海外wikipediaによると”可能なかぎりヘヴィで残忍なサウンドを目指した”そうで、デスコアの急先鋒としてすぐに脚光を浴びることになったデビュー作。暴虐であることが生きる道であり、大人への近道(当時のBMTHは10代)。
首謀者であるVo.オリバー・サイクスは、ギャーギャー系スクリームとヴォォヴォォ系のグロウルを主戦に、クリーンボイスは本作でほとんど使っていません。
サウンドはAt The Gatesに影響を受けたと話す通りに、北欧メロデスにせまる鋭く重いギターリフが中心で散弾銃のようなドラミングが加勢。なかにはスラッシュ~メロパワ寄りのピロピロ系ギターソロやツインリードを効果的に配しています。
代わりにメロデス勢にある叙情性を放棄しており、メタルコア譲りのブレイクダウンで凶悪なノリを召喚。やめてもうライフはゼロよって訴えても容赦せず。獣性や肉食という言葉がしっくりくる本能で向かう野蛮さがあります。

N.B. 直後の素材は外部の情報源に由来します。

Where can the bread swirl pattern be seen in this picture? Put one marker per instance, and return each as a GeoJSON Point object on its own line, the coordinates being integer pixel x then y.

唯一、#9「15 Fathoms, Counting」の全編アコースティックで2分ほど激しさは凪ぎますが、メロディというご褒美を与えるのはここ以外になし。
#1「Pray for Plagues」から#10「Off the Heezay」まで残虐な楽曲がそろい、若者たちが覇権を取ろうとする野心に満ちています。音楽性をガラリと変えてからのBMTHファンが聴くとピンチしか訪れないから注意。
Suicide Season(2008)
2ndアルバム。全10曲約42分収録。Arch EnemyやAt The Gatesなどを手がけた経験を持つフレドリック・ノルドストロームがプロデュース。日本では本作から国内盤が欠かさずリリースされていくことになりました。

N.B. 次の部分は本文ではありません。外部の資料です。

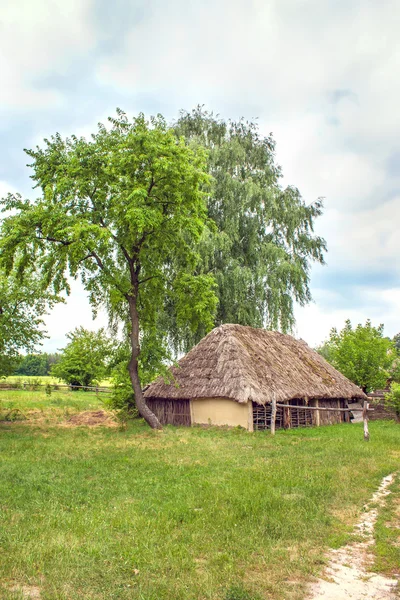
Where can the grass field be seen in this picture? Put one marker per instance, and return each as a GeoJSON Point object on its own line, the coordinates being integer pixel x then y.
{"type": "Point", "coordinates": [186, 514]}
{"type": "Point", "coordinates": [42, 379]}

タイトルは直訳すると”自殺の季節”。ですが前作のデスコア肉食獣路線から、本作ではストレートな訴求力を持つメタルコア要素が強まっています。
オリバー・サイクスはグロウルの比率を減らして歌うスクリームをメインに据える。そしてプログラミングによるデジタルなトーンが新要素として加わる。キャッチーなつかみとクールさが楽曲に伴うようになりました。
それでもConvergeのような変則的な高速駆動をみせるし、非情なブレイクダウンもあり。血しぶき合戦のような物騒さはなくなりましたが、激しさのプレゼンテーションは新たな方法を取り入れることで多くの支持を得る結果へ。
#2「Chelsea Smile」や#8「The Sadness Will Never End」が持つドラマティックな激しさ、8分に及ぶ表題曲#10「Suicide Season」のポストメタル的な波動が押し寄せる展開に身も心も持っていかれます。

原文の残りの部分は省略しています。